BURLINGTON, Mass., June 19, 2014 /PRNewswire/ -- Decision Resources Group (DRG) finds that, according to surveyed U.S. and European oncologists, improvement in efficacy endpoints are the most influential factors in prescribing decisions for previously treated EGFR wild-type/untested non-small-cell lung cancer (NSCLC). DRG also finds that improved median overall survival and increased progression-free survival are the greatest unmet needs in this indication. Surveyed oncologists express enthusiasm for PD-1 monoclonal antibody inhibitors and anticipate that Bristol-Myers Squibb/Ono Pharmaceutical's nivolumab and Merck's pembrolizumab will demonstrate efficacy advantages over currently available therapies.
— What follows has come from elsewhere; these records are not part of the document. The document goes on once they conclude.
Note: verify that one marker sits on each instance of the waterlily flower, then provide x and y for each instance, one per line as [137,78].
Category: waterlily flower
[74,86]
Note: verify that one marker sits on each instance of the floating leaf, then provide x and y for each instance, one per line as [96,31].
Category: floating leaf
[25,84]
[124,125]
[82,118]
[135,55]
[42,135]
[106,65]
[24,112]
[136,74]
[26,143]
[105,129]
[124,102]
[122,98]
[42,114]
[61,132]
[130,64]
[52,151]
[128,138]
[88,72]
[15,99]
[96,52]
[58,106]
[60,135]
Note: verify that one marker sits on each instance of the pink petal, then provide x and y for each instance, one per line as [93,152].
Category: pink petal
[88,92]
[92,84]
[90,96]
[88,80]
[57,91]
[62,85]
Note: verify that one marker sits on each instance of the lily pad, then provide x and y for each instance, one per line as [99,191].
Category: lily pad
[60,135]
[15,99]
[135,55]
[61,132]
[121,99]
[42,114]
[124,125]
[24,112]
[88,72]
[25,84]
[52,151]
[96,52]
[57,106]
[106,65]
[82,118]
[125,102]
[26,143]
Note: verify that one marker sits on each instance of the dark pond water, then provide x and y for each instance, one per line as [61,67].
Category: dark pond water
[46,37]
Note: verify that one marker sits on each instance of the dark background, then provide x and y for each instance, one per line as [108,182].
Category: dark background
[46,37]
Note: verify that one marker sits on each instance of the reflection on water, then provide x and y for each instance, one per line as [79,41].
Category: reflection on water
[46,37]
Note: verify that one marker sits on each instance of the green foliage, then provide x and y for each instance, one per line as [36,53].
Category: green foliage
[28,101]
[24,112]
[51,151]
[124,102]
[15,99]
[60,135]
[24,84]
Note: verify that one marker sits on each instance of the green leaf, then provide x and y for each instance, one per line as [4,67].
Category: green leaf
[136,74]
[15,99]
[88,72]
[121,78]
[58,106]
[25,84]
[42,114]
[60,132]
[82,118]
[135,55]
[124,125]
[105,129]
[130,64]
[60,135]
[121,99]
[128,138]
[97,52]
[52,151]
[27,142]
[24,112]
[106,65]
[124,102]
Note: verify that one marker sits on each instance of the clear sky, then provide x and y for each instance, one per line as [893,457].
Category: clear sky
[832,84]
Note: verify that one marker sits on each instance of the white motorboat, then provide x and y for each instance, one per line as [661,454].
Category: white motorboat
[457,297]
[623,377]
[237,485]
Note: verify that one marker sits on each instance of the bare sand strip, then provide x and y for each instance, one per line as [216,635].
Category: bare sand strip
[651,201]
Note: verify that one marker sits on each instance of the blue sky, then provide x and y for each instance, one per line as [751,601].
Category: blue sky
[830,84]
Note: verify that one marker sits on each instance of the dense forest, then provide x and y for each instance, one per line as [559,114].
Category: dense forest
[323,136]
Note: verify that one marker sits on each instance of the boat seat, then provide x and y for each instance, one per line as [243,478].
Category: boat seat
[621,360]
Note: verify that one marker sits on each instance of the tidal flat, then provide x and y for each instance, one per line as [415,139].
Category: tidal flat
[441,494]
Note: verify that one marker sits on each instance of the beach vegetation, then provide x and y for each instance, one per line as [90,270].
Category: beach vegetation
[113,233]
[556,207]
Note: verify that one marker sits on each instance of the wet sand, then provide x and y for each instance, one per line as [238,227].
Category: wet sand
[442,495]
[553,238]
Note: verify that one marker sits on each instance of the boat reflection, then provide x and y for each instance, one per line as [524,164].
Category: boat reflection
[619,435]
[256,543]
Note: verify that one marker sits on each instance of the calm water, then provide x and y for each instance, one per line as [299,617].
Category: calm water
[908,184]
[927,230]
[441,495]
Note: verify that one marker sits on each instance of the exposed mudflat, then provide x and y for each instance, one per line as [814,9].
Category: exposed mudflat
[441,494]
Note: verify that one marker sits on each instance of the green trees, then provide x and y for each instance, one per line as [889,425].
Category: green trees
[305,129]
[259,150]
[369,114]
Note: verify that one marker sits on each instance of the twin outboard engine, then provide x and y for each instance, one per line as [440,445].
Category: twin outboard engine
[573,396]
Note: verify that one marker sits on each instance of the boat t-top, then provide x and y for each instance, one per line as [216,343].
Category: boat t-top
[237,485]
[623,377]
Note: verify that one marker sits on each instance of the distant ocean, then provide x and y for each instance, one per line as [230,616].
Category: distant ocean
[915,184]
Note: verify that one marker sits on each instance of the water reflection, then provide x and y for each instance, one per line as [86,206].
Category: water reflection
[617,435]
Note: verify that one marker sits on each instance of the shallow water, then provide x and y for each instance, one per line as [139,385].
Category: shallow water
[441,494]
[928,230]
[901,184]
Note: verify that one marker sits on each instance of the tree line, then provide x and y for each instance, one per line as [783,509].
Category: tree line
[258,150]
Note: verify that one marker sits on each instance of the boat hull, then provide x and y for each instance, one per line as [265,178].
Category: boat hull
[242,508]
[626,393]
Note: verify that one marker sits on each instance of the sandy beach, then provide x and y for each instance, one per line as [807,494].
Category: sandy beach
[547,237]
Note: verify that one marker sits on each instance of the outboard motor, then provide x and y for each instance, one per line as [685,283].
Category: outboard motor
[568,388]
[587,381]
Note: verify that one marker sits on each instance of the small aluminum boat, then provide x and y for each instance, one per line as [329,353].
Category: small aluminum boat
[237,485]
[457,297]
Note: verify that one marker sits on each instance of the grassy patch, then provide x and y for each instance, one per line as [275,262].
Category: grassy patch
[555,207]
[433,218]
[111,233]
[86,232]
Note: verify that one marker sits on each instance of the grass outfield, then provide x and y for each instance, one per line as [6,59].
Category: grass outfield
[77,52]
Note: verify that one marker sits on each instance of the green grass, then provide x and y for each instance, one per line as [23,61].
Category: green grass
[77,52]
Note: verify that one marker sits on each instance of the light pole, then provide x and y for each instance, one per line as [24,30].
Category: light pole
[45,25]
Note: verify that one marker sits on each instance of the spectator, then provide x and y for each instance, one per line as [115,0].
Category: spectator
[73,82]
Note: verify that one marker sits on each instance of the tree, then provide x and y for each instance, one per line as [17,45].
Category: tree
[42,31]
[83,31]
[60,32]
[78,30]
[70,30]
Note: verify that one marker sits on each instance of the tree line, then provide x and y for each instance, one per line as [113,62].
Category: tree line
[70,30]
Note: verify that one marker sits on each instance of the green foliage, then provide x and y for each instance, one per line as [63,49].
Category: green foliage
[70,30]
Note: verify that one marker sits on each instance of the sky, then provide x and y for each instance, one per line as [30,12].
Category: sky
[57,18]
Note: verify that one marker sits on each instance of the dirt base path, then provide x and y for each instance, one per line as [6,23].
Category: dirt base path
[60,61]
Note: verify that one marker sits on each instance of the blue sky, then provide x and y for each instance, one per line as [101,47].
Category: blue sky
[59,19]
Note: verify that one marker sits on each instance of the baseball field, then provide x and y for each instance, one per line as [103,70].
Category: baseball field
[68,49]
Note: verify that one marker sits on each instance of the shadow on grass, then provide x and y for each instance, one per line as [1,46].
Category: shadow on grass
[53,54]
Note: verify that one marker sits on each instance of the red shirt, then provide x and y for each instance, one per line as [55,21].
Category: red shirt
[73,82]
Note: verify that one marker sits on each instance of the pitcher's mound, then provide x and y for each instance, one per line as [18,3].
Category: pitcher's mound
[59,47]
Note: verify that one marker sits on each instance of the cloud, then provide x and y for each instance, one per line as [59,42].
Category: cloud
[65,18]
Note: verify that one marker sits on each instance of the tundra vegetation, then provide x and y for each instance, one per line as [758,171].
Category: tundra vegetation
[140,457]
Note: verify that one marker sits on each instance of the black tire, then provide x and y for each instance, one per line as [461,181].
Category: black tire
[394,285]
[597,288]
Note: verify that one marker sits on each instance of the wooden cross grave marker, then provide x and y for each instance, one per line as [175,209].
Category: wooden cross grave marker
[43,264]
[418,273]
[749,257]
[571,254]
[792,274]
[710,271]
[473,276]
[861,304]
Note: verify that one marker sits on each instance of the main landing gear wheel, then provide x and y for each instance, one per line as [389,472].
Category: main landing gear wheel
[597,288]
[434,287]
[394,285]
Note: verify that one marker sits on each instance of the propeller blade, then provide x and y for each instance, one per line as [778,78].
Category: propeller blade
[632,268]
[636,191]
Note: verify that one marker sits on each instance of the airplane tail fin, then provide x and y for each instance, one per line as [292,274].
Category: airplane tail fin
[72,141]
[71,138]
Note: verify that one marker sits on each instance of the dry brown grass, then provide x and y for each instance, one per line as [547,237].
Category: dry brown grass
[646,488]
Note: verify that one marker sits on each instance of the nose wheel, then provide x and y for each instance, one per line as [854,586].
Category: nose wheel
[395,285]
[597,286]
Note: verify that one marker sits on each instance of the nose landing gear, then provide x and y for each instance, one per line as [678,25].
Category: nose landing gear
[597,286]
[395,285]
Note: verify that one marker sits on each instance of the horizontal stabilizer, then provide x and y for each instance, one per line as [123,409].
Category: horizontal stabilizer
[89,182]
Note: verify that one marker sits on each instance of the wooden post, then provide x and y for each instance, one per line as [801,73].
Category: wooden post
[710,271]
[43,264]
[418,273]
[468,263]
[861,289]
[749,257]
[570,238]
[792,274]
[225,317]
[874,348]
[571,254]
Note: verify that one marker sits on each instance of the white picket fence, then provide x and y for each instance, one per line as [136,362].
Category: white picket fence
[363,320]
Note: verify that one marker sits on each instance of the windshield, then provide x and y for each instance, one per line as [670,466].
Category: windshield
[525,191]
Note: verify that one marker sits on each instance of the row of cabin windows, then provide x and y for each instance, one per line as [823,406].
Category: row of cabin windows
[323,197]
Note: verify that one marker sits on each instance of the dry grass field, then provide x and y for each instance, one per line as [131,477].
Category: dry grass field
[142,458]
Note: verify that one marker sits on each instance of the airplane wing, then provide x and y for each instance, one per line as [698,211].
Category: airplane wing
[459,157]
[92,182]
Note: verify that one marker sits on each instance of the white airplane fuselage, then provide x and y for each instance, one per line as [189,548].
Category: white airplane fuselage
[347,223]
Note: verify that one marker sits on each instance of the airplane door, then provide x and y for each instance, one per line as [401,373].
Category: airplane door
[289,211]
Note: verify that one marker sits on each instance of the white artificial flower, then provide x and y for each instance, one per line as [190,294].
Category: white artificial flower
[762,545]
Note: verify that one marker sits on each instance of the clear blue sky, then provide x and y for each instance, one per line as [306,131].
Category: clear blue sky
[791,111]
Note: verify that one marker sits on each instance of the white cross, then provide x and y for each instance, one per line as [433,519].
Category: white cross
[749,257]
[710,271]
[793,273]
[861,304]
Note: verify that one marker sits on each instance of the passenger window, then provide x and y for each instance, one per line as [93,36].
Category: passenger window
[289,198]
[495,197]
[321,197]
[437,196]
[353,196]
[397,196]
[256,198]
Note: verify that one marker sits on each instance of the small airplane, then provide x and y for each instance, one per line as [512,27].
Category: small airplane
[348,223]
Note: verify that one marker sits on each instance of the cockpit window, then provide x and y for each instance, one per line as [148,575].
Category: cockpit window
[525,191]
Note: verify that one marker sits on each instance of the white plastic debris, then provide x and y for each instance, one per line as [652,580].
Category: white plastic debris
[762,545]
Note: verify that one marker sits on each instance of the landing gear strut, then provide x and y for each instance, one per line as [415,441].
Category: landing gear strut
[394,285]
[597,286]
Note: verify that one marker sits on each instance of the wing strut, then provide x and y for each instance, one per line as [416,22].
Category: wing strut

Interviewed thought leaders also expressed enthusiasm for AstraZeneca's MEK inhibitor selumetinib in combination with docetaxel (generics) for the treatment of KRAS-mutant patients.
Other key findings from the DecisionBase report entitled Non-Small-Cell Lung Cancer (Previously Treated EGFR Wild-Type/Untested): Of the Several Exciting Agents in Late-Stage Development, Do Any Have the Potential to Dramatically Improve Survival?:
- Payer perception: Improvements in overall survival are identified as an area of highest unmet need by surveyed oncologists, and surveyed payers indicate that emerging therapies that offer significant benefit in overall survival are highly desirable and would be readily reimbursed.
- Clinical trial end points: Overall survival and progression-free survival have the most influence over surveyed U.S. and European oncologists' prescribing decisions for previously treated EGFR wild-type/untested NSCLC.
- Emerging therapies: The treatment of NSCLC patients continues to evolve and is driven by the development of novel agents and, increasingly, therapies with associated biomarkers that are predictive of response (such as pembrolizumab and selumetinib). Surveyed payers regard the availability of a predictive biomarker as one of the key factors for granting favorable formulary status to novel therapies.
- KRAS-mutant population: The need for more efficacious therapies to treat NSCLC patients who harbor KRAS mutations will be addressed to some extent by the approval of selumetinib. However, significant unmet need remains for this underserved patient population.
Comments from Decision Resources Group Analyst Kirsha Naicker, Ph.D., M.Sc.:
- "Although improvement in median overall survival is associated with increases in physician preference share and prescribing likelihood, there appears to be a pricing threshold at which efficacy benefits no longer justify price premiums over current therapies."
- "A therapy's toxicity profile is an important consideration for prescribing therapies for previously treated EGFR wild-type/untested NSCLC. Regardless, a therapy with a poor side effect profile that is highly efficacious and targets an area of high unmet need, such as selumetinib, is viewed favorably by physicians."